16. Allow the hired worker to eat of the produce they are reaping as a Best Business Practice.

If you are a farm owner or owner of a business that involves produce then under this principle you are expected to allow your worker to eat of the produce until their hunger is satisfied. This doesn’t permit them to take any of it home with them but it is an employment benefit similar to giving employees a discount to purchase food at a restaurant while they’re at work. However, in this case you allow them to eat of your produce for free.

17. The hired worker should not take more than they can eat as a Best Business Practice.

As the allowance of eating of the produce you reap is a benefit to workers, the workers must also respect the property and business of the employer. This means they should only eat to satisfaction rather than taking some home with them to feed their family or for their own meals later. However, this does not prevent the employer from selling the worker produce at a discount for the worker to take home with them.

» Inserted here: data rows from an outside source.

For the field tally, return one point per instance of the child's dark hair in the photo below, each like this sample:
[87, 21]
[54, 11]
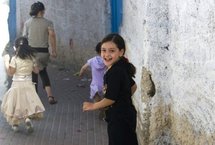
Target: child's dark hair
[36, 8]
[98, 48]
[120, 43]
[23, 50]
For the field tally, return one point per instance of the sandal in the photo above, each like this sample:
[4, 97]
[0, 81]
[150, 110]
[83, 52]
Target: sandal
[52, 100]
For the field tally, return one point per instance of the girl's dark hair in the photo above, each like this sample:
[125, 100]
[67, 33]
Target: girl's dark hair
[36, 8]
[23, 50]
[98, 48]
[120, 43]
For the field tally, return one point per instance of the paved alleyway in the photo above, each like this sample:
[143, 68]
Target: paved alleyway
[63, 123]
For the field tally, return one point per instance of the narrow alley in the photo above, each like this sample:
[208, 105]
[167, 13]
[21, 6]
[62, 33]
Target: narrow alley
[64, 123]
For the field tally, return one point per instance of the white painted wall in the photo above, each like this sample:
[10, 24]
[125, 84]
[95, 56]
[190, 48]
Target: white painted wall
[175, 41]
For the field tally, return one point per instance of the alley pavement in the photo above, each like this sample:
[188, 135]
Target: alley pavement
[64, 123]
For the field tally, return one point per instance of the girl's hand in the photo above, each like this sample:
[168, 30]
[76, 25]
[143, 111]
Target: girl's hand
[87, 106]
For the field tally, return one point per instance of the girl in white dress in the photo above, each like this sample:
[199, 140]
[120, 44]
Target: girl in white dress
[21, 103]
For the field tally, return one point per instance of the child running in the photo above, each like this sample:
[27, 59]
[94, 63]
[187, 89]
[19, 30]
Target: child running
[97, 71]
[21, 103]
[118, 89]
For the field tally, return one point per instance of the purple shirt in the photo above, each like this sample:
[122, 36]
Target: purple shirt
[97, 69]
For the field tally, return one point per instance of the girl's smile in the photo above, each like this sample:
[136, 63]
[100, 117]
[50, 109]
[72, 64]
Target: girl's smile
[110, 53]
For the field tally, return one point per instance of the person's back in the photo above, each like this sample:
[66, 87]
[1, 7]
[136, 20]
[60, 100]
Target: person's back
[40, 33]
[21, 102]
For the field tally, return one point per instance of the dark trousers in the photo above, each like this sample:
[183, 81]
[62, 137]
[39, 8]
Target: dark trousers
[122, 133]
[44, 77]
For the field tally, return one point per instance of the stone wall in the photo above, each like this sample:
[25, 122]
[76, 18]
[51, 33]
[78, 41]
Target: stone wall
[79, 25]
[175, 43]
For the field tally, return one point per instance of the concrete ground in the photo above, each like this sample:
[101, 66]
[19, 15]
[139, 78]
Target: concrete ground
[64, 123]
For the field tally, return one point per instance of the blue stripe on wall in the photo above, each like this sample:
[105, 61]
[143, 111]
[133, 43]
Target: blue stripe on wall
[116, 15]
[12, 20]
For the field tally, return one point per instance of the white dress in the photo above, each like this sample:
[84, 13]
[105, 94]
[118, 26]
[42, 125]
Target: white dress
[21, 100]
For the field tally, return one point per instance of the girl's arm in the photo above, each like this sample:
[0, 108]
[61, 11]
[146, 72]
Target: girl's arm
[36, 69]
[87, 106]
[133, 89]
[83, 69]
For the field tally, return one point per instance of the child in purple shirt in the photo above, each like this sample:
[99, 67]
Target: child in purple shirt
[98, 69]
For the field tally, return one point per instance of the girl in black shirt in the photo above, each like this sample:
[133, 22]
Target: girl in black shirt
[118, 89]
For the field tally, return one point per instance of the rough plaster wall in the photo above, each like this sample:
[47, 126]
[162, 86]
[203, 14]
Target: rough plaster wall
[174, 41]
[79, 25]
[192, 85]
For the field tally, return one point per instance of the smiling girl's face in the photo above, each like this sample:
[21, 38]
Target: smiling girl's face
[110, 53]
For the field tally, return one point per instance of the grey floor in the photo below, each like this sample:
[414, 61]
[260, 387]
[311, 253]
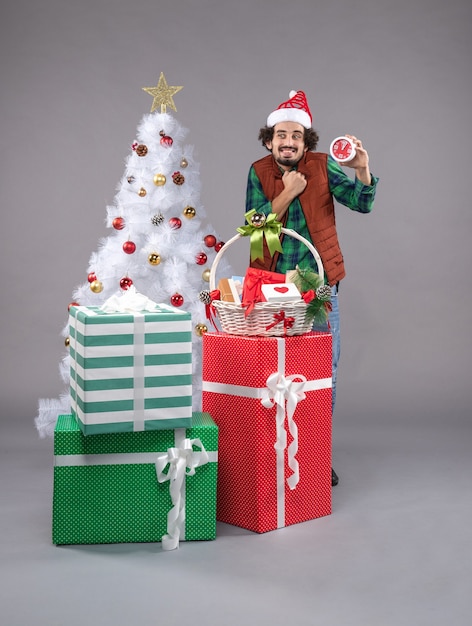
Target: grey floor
[396, 551]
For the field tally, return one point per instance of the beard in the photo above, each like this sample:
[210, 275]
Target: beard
[288, 160]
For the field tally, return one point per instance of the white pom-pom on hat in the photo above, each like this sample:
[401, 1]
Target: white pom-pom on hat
[295, 109]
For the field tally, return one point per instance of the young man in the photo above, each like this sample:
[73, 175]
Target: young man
[298, 185]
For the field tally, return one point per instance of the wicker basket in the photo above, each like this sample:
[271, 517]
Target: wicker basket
[232, 315]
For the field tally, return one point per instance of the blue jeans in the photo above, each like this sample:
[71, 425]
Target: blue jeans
[334, 329]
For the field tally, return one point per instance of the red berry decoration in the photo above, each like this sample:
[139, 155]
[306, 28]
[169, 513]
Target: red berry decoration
[177, 300]
[175, 222]
[178, 178]
[165, 139]
[129, 247]
[118, 223]
[125, 283]
[210, 241]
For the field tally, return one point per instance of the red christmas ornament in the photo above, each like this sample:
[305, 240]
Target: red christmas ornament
[175, 222]
[129, 247]
[125, 283]
[165, 139]
[118, 223]
[210, 241]
[177, 300]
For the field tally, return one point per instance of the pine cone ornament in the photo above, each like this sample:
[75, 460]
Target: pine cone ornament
[323, 293]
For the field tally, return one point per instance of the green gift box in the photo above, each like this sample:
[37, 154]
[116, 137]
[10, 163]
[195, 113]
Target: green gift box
[135, 487]
[130, 371]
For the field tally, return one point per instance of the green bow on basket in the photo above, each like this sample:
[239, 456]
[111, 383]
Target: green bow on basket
[260, 226]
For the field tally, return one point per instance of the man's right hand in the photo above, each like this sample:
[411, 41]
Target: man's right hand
[294, 183]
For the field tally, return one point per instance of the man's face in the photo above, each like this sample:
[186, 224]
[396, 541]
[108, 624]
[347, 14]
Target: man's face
[287, 145]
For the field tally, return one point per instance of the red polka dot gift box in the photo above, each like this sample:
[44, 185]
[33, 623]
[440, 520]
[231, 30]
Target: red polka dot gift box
[147, 486]
[271, 400]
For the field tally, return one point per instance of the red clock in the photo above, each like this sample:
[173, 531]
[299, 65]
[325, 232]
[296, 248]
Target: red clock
[342, 149]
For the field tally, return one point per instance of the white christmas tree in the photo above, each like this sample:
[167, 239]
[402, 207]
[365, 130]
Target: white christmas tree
[159, 244]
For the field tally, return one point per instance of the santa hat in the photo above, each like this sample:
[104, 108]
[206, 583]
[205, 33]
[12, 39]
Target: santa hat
[295, 109]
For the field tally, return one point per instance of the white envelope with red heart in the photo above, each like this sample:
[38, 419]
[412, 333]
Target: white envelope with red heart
[280, 292]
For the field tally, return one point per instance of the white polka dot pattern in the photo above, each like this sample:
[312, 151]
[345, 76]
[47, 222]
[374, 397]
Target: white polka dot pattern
[125, 502]
[247, 489]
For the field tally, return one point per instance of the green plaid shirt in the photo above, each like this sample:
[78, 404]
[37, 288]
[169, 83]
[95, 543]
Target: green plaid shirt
[347, 191]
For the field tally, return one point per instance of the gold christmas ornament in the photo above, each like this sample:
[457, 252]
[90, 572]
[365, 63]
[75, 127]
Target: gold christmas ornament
[154, 258]
[96, 286]
[201, 329]
[159, 179]
[162, 95]
[189, 212]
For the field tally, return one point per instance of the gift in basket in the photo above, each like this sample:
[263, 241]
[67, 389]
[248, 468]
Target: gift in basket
[253, 315]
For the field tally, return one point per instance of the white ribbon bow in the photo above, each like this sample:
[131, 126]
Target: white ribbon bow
[182, 462]
[282, 389]
[130, 301]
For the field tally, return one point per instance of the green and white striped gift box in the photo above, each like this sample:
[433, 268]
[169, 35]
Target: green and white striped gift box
[130, 371]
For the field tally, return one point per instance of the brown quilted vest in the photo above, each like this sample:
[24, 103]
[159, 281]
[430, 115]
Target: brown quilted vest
[317, 206]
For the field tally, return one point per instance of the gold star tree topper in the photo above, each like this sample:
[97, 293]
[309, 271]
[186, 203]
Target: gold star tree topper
[162, 94]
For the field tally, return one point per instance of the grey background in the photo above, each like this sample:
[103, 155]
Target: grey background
[396, 74]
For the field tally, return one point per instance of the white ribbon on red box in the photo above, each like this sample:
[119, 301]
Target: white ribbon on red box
[285, 392]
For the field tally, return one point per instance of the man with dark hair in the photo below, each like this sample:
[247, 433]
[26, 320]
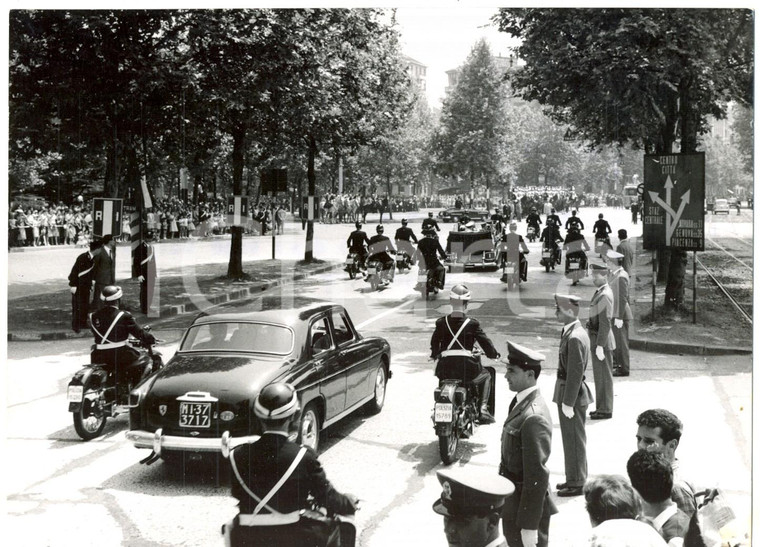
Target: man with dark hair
[471, 504]
[526, 441]
[613, 506]
[660, 431]
[652, 477]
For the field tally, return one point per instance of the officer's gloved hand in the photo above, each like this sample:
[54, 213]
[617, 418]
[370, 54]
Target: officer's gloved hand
[529, 537]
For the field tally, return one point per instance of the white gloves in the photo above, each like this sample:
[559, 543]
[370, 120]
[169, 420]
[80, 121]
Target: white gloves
[568, 411]
[529, 537]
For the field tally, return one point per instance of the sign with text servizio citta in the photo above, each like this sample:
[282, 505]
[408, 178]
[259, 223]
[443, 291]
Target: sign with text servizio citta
[674, 201]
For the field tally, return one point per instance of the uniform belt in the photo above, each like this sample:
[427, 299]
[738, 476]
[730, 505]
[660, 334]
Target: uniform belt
[111, 345]
[269, 519]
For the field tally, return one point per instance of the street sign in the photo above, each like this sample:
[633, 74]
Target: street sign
[237, 210]
[674, 195]
[106, 217]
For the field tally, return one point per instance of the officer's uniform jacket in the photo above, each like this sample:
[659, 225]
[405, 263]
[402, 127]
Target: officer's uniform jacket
[620, 283]
[574, 354]
[82, 272]
[356, 241]
[263, 463]
[600, 317]
[526, 441]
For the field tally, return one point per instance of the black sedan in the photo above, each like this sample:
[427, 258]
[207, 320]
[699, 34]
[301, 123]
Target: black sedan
[453, 215]
[204, 394]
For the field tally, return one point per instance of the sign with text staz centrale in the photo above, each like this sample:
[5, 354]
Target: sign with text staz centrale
[674, 201]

18. The hired worker should not eat of produce that isn’t being harvested as a Best Business Practice.

In the process of harvesting/reaping the produce, the employees are probably only focused on one section of produce for that day. This principle encourages workers to only eat of the produce that they are harvesting for that day rather than walking to other produce to eat of crops we may not be harvesting for that day or may not harvest for another several months because they’re not ready for harvest yet.

19. Pay the wages of your hired worker at the due time as a Best Business Practice.

This principle reiterates number 14 on this list. The employer should pay their workers on the agreed upon time and not delay the wages owed to the worker. Not paying your workers on the agreed upon time is unethical and can risk placing your workers in a state of not being able to serve as productive members of your community. So you would not only do a disservice to your worker and their family but also to the community as a whole.